Monday 7 April 2014

Growth in credit demand from industries slowed down to 12.2% in February 2014

The growth in credit demand from industries slowed down to 12.2% to 19,970 crore in the month of February as compared to 18.9% growth in the same month of previous year. Prevailing economic slowdown coupled with political uncertainty associated with an election year have made corporates reluctant to launch any greenfield projects, resulting in declining credit demand from industrial sector. Slow credit flow to industrial sector has been adversely impacting domestic banks which are now pushing retail credit to boost credit growth.

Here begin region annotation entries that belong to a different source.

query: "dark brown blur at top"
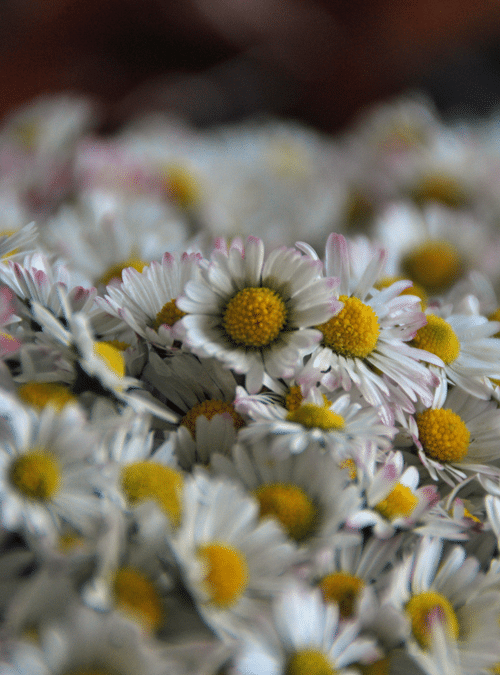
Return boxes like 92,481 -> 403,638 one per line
0,0 -> 500,130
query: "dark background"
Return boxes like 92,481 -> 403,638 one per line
0,0 -> 500,131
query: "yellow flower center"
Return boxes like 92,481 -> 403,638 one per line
97,256 -> 148,286
153,298 -> 186,330
412,314 -> 460,365
316,295 -> 380,359
94,342 -> 125,377
198,542 -> 248,607
401,240 -> 464,295
375,483 -> 418,520
181,399 -> 245,438
375,275 -> 429,307
319,572 -> 365,619
113,567 -> 164,630
415,408 -> 470,462
163,164 -> 200,209
285,386 -> 304,412
286,403 -> 344,431
284,649 -> 337,675
255,483 -> 318,541
406,591 -> 459,648
223,287 -> 287,347
17,382 -> 77,411
121,462 -> 183,525
9,450 -> 61,502
411,174 -> 467,209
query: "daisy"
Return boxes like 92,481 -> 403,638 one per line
97,252 -> 201,348
177,237 -> 340,393
171,471 -> 297,632
235,581 -> 380,675
211,443 -> 361,553
0,393 -> 113,539
235,387 -> 396,463
304,234 -> 441,424
408,387 -> 500,486
384,537 -> 500,672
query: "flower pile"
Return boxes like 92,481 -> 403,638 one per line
0,92 -> 500,675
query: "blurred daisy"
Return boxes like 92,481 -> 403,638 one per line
177,237 -> 340,393
311,234 -> 440,423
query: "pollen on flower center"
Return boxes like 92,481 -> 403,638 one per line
319,572 -> 365,619
412,314 -> 460,365
9,450 -> 61,502
94,342 -> 125,377
406,591 -> 459,648
375,483 -> 418,520
17,382 -> 77,410
316,295 -> 380,359
113,567 -> 164,630
415,408 -> 470,462
153,298 -> 186,330
198,542 -> 248,607
286,403 -> 344,431
121,461 -> 183,525
223,287 -> 287,347
97,256 -> 147,286
401,240 -> 463,295
284,649 -> 337,675
181,399 -> 245,438
255,483 -> 318,541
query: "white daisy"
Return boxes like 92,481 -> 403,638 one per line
177,237 -> 340,393
171,471 -> 297,632
0,393 -> 113,538
235,582 -> 380,675
211,443 -> 361,554
97,252 -> 201,348
304,234 -> 440,423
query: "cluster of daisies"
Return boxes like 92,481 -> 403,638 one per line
0,91 -> 500,675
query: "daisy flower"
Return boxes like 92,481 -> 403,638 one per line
347,452 -> 438,539
384,537 -> 500,672
212,443 -> 361,552
235,581 -> 380,675
408,387 -> 500,486
97,252 -> 201,348
235,387 -> 396,462
177,237 -> 340,393
304,234 -> 441,424
0,393 -> 113,538
170,471 -> 297,632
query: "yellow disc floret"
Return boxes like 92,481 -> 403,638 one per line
121,462 -> 183,525
255,483 -> 318,541
223,287 -> 287,347
286,403 -> 344,431
284,649 -> 337,675
98,256 -> 147,286
415,408 -> 470,462
412,314 -> 460,365
113,567 -> 164,630
401,240 -> 464,295
17,382 -> 77,410
375,483 -> 418,520
406,591 -> 459,648
181,399 -> 245,438
94,342 -> 125,377
153,298 -> 186,330
319,572 -> 365,619
198,542 -> 248,607
316,295 -> 380,359
9,450 -> 61,502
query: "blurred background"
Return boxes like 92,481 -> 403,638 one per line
0,0 -> 500,131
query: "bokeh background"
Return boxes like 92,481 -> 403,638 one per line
0,0 -> 500,131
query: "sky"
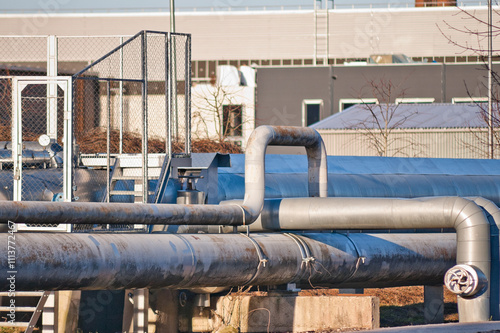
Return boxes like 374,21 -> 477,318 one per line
0,0 -> 414,12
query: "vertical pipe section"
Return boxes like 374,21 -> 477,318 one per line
242,126 -> 328,224
106,80 -> 111,203
184,36 -> 191,155
471,198 -> 500,320
0,126 -> 328,225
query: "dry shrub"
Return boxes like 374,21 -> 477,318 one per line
77,128 -> 242,154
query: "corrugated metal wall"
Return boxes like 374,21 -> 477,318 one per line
0,6 -> 487,60
318,128 -> 494,158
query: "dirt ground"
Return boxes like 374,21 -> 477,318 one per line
299,286 -> 458,327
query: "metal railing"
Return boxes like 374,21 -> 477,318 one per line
0,0 -> 492,14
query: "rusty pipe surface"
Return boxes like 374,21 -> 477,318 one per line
242,126 -> 328,224
0,233 -> 455,291
0,201 -> 244,225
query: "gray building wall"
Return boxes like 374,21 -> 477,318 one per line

High borrowing cost and delays in environmental clearances for industrial and infrastructure projects has forced the big infrastructure players to defer their investment decisions. Indian large infrastructure companies such as HCC, Lanco and Gammon India are struggling with high debt and have restructured them to avoid loan default.
The gross non-performing assets (NPAs) of banks would rise to 4.2-4.4% by March, from 4.1% reported in December 2013. Rising NPA levels have become an issue for growth of the banking industry, which is the most dominant segment of the financial sector and plays an important role in the economic development of the country. Banks help to channel savings into investments and encourage economic growth by allocating savings to investments that have potential to yield higher returns.
Meanwhile, risk appetite of industrial firms is likely to improve after the formation of new government, which could provide a boost to credit growth.